In April 2026, a major fire at Viva Energy’s Geelong refinery disrupted fuel production at one of only two remaining oil refineries in Australia. The facility supplies approximately 50 percent of Victoria’s fuel and around 10 percent of national fuel production.
Although no injuries were reported, operations were reduced following the 13 hour blaze. At the same time, global oil markets were already under pressure due to ongoing Middle East conflict.
As a result, rising fuel prices have become more than an energy issue. They are now a workforce planning issue for Australian employers.
Geelong Refinery Disruption And Fuel Supply Risk
Australia currently relies on just two domestic oil refineries. Over the past decade, refinery closures have increased dependence on imported fuel. Consequently, any domestic disruption can create immediate supply strain. Following the Geelong refinery fire, petrol production was the most affected output line. Diesel and jet fuel continued at reduced levels while safety assessments were completed. Industry experts warned that petrol prices in Victoria could rise by up to 20 cents per litre as supply chains adjusted.
Given that Victoria plays a major role in freight and logistics activity, the refinery disruption highlighted how exposed Australia’s fuel supply system remains.
Rising Fuel Prices And Business Cost Pressure
When fuel prices rise, business costs increase quickly. Transport operators, freight companies, construction firms, delivery services and agricultural producers are directly affected.
Higher fuel costs increase operating expenses across supply chains. In many cases, businesses must either absorb these costs or pass them on to customers. For organisations operating on narrow margins, even a 10 to 20 cent per litre increase can materially impact budgets.
Importantly, rising fuel prices also contribute to broader inflation pressure. This influences wage expectations, labour negotiations and workforce expansion decisions.
Workforce Impact Across Key Sectors
Fuel supply disruptions have indirect but significant effects on the Australian workforce.
First, transport and logistics employers may need to adjust routing, fleet utilisation and rostering models to manage volatility. This can affect overtime allocation and contractor reliance. Second, regional and agricultural businesses that depend heavily on diesel may face tighter labour budgets during seasonal peaks. Third, recruitment strategies may shift. When operating costs increase, businesses often slow hiring, delay expansion or prioritise efficiency over workforce growth.
Therefore, fuel volatility directly influences workforce planning across multiple industries.
Economic Resilience And Strategic Workforce Planning
The April 2026 refinery incident exposed structural vulnerabilities in Australia’s energy infrastructure. With only two operational refineries and heavy reliance on imports, supply disruptions can amplify economic risk.
Although government coordination helped secure additional imports, the event reinforced the importance of proactive risk management.
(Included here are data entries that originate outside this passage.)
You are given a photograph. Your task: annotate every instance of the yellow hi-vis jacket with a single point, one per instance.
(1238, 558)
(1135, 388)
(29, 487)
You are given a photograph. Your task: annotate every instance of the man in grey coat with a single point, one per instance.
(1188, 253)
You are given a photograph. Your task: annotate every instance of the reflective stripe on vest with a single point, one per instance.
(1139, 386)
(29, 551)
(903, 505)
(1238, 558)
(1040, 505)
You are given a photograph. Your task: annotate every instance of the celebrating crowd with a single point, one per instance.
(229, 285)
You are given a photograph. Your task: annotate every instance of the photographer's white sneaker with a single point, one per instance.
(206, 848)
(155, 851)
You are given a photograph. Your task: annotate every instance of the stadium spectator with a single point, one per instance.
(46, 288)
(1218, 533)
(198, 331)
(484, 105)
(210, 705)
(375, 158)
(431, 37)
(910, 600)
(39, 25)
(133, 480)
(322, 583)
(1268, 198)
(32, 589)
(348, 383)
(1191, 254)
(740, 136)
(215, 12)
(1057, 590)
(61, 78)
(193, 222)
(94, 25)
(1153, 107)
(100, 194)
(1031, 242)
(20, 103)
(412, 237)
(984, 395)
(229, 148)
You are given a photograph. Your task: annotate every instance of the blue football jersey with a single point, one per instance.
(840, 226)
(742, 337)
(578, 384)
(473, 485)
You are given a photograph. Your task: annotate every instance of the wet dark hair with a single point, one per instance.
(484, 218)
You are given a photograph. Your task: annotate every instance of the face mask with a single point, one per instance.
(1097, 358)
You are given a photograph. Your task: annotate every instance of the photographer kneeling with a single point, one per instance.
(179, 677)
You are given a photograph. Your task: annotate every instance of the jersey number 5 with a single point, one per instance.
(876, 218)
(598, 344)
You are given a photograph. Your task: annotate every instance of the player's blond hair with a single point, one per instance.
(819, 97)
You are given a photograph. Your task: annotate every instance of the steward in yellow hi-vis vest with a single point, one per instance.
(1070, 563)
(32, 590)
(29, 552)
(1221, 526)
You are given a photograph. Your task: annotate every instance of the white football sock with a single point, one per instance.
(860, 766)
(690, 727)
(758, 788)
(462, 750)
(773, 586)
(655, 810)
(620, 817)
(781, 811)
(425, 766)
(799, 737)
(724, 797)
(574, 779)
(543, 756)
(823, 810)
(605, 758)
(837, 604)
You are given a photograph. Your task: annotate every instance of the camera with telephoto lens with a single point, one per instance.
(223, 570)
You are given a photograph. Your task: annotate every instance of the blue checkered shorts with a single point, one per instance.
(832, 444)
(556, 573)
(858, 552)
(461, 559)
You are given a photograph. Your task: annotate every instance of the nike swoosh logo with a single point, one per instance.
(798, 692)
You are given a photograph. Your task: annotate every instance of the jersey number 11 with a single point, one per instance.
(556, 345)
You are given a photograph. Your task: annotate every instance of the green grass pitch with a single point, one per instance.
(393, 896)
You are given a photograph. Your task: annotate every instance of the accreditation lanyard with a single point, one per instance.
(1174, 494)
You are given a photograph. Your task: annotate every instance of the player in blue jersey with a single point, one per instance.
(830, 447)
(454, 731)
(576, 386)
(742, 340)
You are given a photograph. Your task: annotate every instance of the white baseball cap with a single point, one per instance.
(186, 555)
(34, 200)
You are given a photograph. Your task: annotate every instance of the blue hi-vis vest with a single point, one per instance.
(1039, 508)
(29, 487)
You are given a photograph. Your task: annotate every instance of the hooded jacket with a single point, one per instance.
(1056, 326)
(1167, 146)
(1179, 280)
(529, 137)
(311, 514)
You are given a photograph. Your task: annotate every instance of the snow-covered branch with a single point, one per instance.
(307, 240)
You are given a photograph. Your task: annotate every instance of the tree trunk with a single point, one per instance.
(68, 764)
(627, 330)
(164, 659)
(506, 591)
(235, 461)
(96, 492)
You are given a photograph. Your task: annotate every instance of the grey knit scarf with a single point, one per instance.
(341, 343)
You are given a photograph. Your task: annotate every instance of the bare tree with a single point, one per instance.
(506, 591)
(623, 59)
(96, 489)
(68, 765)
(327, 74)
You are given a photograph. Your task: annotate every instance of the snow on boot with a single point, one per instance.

Employers that incorporate fuel cost modelling into workforce planning are better positioned to manage sudden shocks. Scenario planning, cost forecasting and flexible staffing models are becoming essential tools in 2026.
Fuel Volatility Is A Workforce Risk
The Geelong refinery fire demonstrated how quickly local incidents can affect national economic stability. Rising fuel prices impact transport networks, supply chains and ultimately hiring decisions.
In 2026, fuel supply risk is not just an energy issue. It is a workforce issue. Organisations that actively monitor fuel markets and integrate economic awareness into recruitment strategy will be more resilient in a volatile environment.